オークランド氏とKLIの副会長を務めるクリス・リプスコーム氏の推計では、クリンゴン語で流暢に会話できるほどの上級者は世界で20人ほどしかいないが、何とか会話できるレベルの人は数多く存在するという。
クリンゴン語人気は今も高まり続けている。
KLIのウェブサイトによると、クリンゴン語は「銀河系で最も急成長している言語」だという。
また、最新のテレビドラマシリーズ『スタートレック:ディスカバリー』はクリンゴン人を大きく扱っており、クリンゴン語の会話が延々と続くシーンがいくつも入っている。
なんと米国外のNetflixではクリンゴン語の字幕が表示されるほど。
また、言語教育プラットフォーム『デュオリンゴ』は昨年、クリンゴン語コースを立ち上げ、現在の学習者数はおよそ10万人に上る。
またシェイクスピアの『ハムレット』や『空騒ぎ』がクリンゴン語に翻訳され、マイクロソフトの翻訳サイト『Bing翻訳』でもクリンゴン語が選択可能だ。
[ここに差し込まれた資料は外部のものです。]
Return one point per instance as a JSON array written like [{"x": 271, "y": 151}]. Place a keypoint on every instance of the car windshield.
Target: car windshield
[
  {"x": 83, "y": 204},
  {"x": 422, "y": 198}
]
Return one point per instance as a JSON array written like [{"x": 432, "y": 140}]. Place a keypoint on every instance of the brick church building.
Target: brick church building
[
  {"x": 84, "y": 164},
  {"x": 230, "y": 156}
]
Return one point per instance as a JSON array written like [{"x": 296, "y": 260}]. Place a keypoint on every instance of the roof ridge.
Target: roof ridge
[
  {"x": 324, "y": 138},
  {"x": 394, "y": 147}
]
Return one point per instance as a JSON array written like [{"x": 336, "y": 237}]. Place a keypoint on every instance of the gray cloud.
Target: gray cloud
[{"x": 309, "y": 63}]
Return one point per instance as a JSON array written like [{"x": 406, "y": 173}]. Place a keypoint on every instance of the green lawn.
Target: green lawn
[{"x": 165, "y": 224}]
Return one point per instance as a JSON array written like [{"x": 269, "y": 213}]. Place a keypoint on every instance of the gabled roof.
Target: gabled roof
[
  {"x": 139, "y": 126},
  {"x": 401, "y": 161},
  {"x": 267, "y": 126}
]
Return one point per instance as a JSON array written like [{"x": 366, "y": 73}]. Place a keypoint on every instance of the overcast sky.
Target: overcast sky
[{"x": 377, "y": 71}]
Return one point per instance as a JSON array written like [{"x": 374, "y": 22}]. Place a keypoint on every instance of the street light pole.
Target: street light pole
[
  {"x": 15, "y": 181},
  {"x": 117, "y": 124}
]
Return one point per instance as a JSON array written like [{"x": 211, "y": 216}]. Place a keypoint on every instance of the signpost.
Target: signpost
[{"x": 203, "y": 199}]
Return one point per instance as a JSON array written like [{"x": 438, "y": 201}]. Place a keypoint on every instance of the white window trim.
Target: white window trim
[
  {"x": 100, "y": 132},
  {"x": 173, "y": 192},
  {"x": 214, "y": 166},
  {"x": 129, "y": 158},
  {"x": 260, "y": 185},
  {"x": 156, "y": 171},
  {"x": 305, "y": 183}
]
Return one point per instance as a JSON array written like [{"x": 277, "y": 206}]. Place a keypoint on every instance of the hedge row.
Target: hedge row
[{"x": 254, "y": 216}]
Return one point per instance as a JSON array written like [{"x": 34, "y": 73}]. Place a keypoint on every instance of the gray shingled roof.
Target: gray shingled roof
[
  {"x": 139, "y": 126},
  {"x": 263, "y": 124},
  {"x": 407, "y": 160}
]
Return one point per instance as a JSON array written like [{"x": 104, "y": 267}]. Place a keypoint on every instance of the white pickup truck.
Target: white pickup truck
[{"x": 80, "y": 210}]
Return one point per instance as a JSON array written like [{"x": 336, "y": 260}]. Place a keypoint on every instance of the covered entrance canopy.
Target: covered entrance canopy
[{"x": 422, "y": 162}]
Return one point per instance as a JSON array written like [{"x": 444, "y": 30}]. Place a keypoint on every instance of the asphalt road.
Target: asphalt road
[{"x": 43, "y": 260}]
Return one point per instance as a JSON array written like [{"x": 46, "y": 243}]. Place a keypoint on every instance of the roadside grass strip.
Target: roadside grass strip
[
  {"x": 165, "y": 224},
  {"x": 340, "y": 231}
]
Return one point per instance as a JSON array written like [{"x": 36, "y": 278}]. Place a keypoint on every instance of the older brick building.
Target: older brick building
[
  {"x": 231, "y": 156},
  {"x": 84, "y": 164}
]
また最近、オークランド氏が考案した発音表記に代わる筆記システムとして新たなアルファベットが創作され、実際のクリンゴン語で文章が書けるようになった。
クリンゴン語の他にも、『ゲーム・オブ・スローンズ』から生まれたドスラク語やヴァリリア語、ッ『アバター』のナヴィ語など、多くの言語が作られたが、これらの言語にはクリンゴン語と根本的な違いがある。
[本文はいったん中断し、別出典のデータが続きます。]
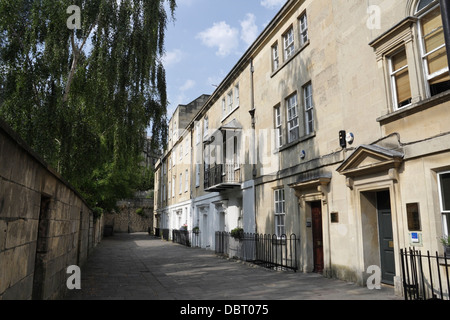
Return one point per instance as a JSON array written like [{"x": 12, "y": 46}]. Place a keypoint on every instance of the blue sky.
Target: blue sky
[{"x": 207, "y": 39}]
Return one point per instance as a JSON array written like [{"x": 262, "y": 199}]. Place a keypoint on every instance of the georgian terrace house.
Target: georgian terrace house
[{"x": 333, "y": 126}]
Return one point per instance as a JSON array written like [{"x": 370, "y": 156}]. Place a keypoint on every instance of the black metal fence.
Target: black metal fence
[
  {"x": 270, "y": 251},
  {"x": 425, "y": 276}
]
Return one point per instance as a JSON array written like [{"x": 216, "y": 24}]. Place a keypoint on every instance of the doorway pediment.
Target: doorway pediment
[{"x": 369, "y": 159}]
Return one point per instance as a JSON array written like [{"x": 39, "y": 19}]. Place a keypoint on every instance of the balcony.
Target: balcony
[{"x": 222, "y": 177}]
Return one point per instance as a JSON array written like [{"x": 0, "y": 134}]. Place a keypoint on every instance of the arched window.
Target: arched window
[
  {"x": 423, "y": 4},
  {"x": 432, "y": 45}
]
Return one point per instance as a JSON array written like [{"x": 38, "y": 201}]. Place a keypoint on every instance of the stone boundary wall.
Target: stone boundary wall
[
  {"x": 127, "y": 220},
  {"x": 45, "y": 225}
]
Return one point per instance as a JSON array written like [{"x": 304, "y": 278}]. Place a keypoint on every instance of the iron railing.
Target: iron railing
[
  {"x": 270, "y": 251},
  {"x": 183, "y": 237},
  {"x": 425, "y": 276},
  {"x": 219, "y": 174}
]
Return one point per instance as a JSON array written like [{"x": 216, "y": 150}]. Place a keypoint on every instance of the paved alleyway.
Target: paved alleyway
[{"x": 141, "y": 267}]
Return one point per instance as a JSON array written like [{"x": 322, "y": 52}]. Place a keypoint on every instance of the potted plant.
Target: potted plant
[
  {"x": 237, "y": 233},
  {"x": 446, "y": 243}
]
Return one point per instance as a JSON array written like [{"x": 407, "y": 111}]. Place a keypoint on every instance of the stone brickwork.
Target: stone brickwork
[
  {"x": 134, "y": 215},
  {"x": 45, "y": 225}
]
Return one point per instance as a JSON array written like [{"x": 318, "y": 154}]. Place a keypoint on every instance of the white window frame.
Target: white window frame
[
  {"x": 275, "y": 57},
  {"x": 309, "y": 108},
  {"x": 224, "y": 107},
  {"x": 236, "y": 151},
  {"x": 197, "y": 175},
  {"x": 280, "y": 212},
  {"x": 278, "y": 127},
  {"x": 424, "y": 54},
  {"x": 392, "y": 75},
  {"x": 173, "y": 186},
  {"x": 169, "y": 191},
  {"x": 303, "y": 22},
  {"x": 445, "y": 213},
  {"x": 289, "y": 43},
  {"x": 292, "y": 116},
  {"x": 230, "y": 101},
  {"x": 206, "y": 126}
]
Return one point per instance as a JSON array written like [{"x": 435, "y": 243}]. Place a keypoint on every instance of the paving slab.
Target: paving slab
[{"x": 141, "y": 267}]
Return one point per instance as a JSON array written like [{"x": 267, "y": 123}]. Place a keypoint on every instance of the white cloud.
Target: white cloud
[
  {"x": 222, "y": 36},
  {"x": 189, "y": 84},
  {"x": 172, "y": 57},
  {"x": 249, "y": 29},
  {"x": 272, "y": 4}
]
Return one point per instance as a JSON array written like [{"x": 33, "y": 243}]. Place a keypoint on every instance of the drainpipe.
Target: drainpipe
[
  {"x": 252, "y": 114},
  {"x": 445, "y": 13}
]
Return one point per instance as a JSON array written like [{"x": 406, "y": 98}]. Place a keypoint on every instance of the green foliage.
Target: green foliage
[
  {"x": 84, "y": 99},
  {"x": 445, "y": 241},
  {"x": 97, "y": 212}
]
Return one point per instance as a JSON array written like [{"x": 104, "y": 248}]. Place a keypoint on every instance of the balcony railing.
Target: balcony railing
[{"x": 222, "y": 176}]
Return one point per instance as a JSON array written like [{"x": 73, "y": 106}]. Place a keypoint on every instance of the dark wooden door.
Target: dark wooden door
[
  {"x": 316, "y": 215},
  {"x": 386, "y": 237}
]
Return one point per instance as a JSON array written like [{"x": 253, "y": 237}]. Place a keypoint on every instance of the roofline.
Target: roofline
[{"x": 246, "y": 57}]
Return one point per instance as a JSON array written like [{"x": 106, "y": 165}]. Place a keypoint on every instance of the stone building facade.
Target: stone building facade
[
  {"x": 45, "y": 225},
  {"x": 332, "y": 126}
]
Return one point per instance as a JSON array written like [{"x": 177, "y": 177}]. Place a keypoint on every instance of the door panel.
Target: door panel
[{"x": 316, "y": 215}]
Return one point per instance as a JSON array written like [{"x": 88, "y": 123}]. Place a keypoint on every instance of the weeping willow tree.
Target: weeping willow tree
[{"x": 84, "y": 98}]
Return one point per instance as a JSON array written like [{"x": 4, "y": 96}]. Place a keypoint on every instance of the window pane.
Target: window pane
[
  {"x": 445, "y": 191},
  {"x": 403, "y": 88},
  {"x": 423, "y": 3},
  {"x": 399, "y": 60},
  {"x": 431, "y": 22},
  {"x": 446, "y": 218}
]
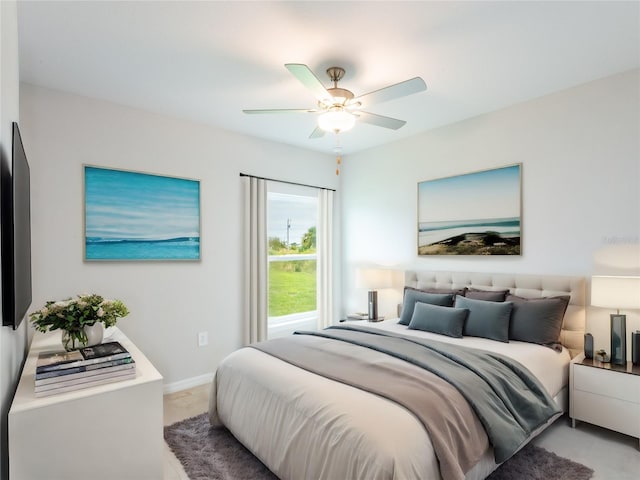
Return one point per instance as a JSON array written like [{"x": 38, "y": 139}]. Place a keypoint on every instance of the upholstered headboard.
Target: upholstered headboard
[{"x": 526, "y": 286}]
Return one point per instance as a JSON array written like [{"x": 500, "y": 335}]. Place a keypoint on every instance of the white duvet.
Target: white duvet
[{"x": 304, "y": 426}]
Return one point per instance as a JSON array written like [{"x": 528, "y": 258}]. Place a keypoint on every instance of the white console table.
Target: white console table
[{"x": 103, "y": 432}]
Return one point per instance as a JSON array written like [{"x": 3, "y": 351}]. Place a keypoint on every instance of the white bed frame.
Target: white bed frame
[{"x": 253, "y": 411}]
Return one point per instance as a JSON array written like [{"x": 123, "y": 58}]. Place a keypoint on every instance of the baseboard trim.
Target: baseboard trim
[{"x": 187, "y": 383}]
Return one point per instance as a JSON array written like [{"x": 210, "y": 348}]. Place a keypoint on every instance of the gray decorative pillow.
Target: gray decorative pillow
[
  {"x": 488, "y": 295},
  {"x": 537, "y": 320},
  {"x": 436, "y": 319},
  {"x": 486, "y": 319},
  {"x": 411, "y": 296}
]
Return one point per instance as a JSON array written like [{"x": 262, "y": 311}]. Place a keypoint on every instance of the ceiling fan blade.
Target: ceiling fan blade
[
  {"x": 402, "y": 89},
  {"x": 282, "y": 110},
  {"x": 380, "y": 121},
  {"x": 317, "y": 133},
  {"x": 309, "y": 80}
]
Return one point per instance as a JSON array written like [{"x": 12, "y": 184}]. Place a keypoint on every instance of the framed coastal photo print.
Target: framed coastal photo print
[
  {"x": 140, "y": 216},
  {"x": 476, "y": 213}
]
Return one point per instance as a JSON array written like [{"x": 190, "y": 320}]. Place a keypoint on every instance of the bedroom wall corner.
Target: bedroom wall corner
[
  {"x": 13, "y": 343},
  {"x": 579, "y": 152},
  {"x": 170, "y": 302}
]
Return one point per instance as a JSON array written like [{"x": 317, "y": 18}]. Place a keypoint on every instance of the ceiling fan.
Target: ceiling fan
[{"x": 339, "y": 108}]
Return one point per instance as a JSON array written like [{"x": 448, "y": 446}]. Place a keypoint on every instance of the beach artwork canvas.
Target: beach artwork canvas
[
  {"x": 472, "y": 214},
  {"x": 139, "y": 216}
]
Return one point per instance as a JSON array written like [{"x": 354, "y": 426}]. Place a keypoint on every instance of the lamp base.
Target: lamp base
[
  {"x": 373, "y": 305},
  {"x": 618, "y": 339}
]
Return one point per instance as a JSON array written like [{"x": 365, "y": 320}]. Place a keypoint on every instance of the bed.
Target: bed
[{"x": 305, "y": 425}]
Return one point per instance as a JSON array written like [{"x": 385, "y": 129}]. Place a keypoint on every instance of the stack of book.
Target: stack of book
[{"x": 61, "y": 371}]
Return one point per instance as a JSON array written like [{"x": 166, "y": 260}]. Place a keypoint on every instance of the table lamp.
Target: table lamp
[
  {"x": 616, "y": 292},
  {"x": 373, "y": 278}
]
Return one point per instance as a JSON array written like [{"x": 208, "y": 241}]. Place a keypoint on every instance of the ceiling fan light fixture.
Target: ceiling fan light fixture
[{"x": 336, "y": 120}]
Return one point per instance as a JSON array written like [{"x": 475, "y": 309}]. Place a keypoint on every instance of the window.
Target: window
[{"x": 292, "y": 219}]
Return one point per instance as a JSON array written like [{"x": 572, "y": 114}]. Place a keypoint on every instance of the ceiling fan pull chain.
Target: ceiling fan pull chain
[{"x": 338, "y": 151}]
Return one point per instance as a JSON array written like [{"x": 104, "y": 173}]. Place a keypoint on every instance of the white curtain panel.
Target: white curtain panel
[
  {"x": 325, "y": 259},
  {"x": 256, "y": 260}
]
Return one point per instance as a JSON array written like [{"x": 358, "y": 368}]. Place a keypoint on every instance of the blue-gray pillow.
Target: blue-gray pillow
[
  {"x": 537, "y": 320},
  {"x": 486, "y": 319},
  {"x": 436, "y": 319},
  {"x": 412, "y": 295}
]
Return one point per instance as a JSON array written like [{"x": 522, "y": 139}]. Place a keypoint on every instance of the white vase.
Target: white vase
[{"x": 94, "y": 333}]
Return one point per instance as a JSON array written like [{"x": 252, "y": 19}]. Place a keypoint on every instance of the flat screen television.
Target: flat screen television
[{"x": 16, "y": 234}]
「クリンゴン語の後に作られたこれらの言語は、最初から言語として作られた。それこそが言語を創作する最善の方法だ」とオークランド氏は言う。
一方、クリンゴン語は当初、映画のセットのように作られたという。
仮に映画のセットにドアがあり、そのドアが物語の中で使用されない場合、セットの制作者らはわざわざそのドアが開くように作ったりしない。
「私は、映画に必要な分のみを創作したが、クリンゴン語はその後、大きな発展を遂げた。クリンゴン語は元々、完全に具体化された話し言葉として考案されたわけではないが、今やそうなっている」
一言教訓
オタク精神と共にあらんことを。